Step 3: Use internal links to elevate high-performing pages for Google’s crawlers
Once you’ve identified which pages Google is crawling, added necessary robots tags, deleted or pruned underperforming pages, and made adjustments to your sitemap, Google’s crawlers will be more prone to spend their budget on the right pages of your website.
But in order to truly maximize that budget, your pages need to have what it takes to rank. On-page SEO best practices are key, but a more advanced technical strategy is to use your internal linking structure to elevate those potentially high-performing pages.
Just like Googlebot only has a limited crawl budget, your website only has a certain amount of site equity based on its Internet footprint. It is your responsibility to concentrate your equity in a smart way. That means directing site equity to those pages that target keywords you stand a good chance of ranking for and on those that bring you traffic with the right kinds of customers, those who are likely to convert and actually have economic value.
This SEO strategy is known as PageRank sculpting. If you have a large website with thousands of landing pages, an advanced strategist can run SEO experiments to optimize the internal linking profile of your website for better PageRank distribution. If you’re a new website, you can get ahead of the curve by incorporating PageRank sculpting into your site architecture and thinking about site equity with every new landing page you create.
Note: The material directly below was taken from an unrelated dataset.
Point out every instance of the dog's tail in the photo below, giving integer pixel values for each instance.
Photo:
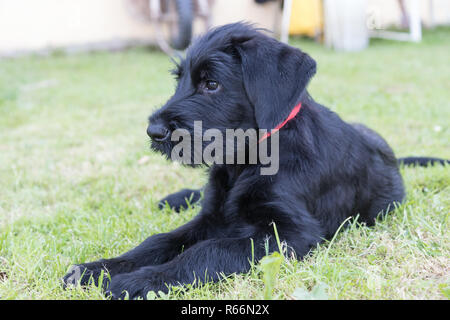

Here are two of my favorite strategies for analyzing my pages to determine which would most benefit from PageRank sculpting.
- Find the pages of your website that have good traffic but don’t have enough PageRank. Find ways to get those pages more internal links and send more PageRank there. Adding them to the header or footer of your website is a great way to do this quickly, but don’t overdo links in your navigation menu.
- Focus on the pages that have a lot of internal links, but don’t get much traffic, search impressions, and rank for very few keywords. Pages receiving a lot of internal links typically contain a lot of PageRank. If they’re not using that PageRank to bring organic traffic to your site, they’re wasting it. It’s better to move that PageRank to pages that can actually move the needle.
Understanding the role that every link on your website plays in not only sending Googlebot around your website, but in distributing your link equity, is the final step in crawl budget optimization. Getting your internal linking structure right can lead to dramatic rankings improvements for your money pages. In the end, the best way to spend your crawl budget is on landing pages that are most likely to put revenue in your pocket.
After you implement your changes, keep an eye on the keyword rankings for those improved pages in a Google Search Console tool. If the rankings improve for those pages, it shows that your crawl budget optimization is working. Then, as you add new pages to your website, be more selective in whether or not they deserve to eat up your crawl budget. If not, keep directing crawlers only to the pages that work hardest for your brand.